Texas health center's residency program ends after 40 years

Alyssa Rege -

The Wichita Falls (Texas) Family Medicine Residency Program officially closed July 1 after 40 years, according to the Times Record News.

The residency program was affiliated with the Fort Worth-based University of North Texas Health Science Center and had been managed by Community Healthcare Center in Wichita Falls since January 2017.

Wichita Falls-based United Regional Health Care System, which owns the facility the program operated out of, withdrew its support of the residency program in April. The program's graduate medical education committee voted to end the program in May, citing the lack of an affiliated teaching hospital, the report states.

The program's termination brought a shift for up to 8,000 patients, many of whom belong to the city's most vulnerable populations, according to the report. However, officials said the program's former home, the Wichita Falls Family Health Center, will begin offering family medicine, women's health and counseling services.

Concerns were also raised for the medical residents in the program, who were forced to find family medicine residency programs elsewhere.
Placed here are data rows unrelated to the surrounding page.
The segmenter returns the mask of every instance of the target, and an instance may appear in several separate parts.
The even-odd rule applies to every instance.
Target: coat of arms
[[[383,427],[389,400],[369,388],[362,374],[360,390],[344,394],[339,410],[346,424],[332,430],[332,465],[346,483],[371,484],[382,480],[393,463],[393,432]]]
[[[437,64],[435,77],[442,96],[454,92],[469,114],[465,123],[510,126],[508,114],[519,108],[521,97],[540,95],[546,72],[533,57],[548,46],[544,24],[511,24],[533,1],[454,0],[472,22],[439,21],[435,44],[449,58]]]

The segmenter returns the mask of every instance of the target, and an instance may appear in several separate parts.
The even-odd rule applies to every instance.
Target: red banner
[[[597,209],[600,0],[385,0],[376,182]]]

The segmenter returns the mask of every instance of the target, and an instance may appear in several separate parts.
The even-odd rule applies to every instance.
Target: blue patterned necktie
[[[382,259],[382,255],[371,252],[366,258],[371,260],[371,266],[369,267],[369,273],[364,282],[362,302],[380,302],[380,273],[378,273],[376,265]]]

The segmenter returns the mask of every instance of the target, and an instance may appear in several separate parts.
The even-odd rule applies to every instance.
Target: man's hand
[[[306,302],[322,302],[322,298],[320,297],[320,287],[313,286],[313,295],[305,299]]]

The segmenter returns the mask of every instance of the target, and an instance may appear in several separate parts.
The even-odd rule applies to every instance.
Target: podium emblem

Phyllis Cowling, president and CEO of URHCS, told the Times Record News July 2 all of the residents previously enrolled in the program have found other programs to continue their medical education.

"It appears that all of the residents are landing in good programs. We literally have them in positions coast to coast from California to New York," she said. "It was obviously stressful for the residents, and we were trying to ease that stress if we could. Quite a number of the residents were here yesterday to kind of wrap up and finish up, and I think it went well."

To help ease the transition for residents, URHCS reportedly pledged to partially fund residents' moving expenses and help them gain acceptance into other programs.

While the health system has no plans to restart the family medicine residency program, a new residency program may be possible in the future, officials told the publication.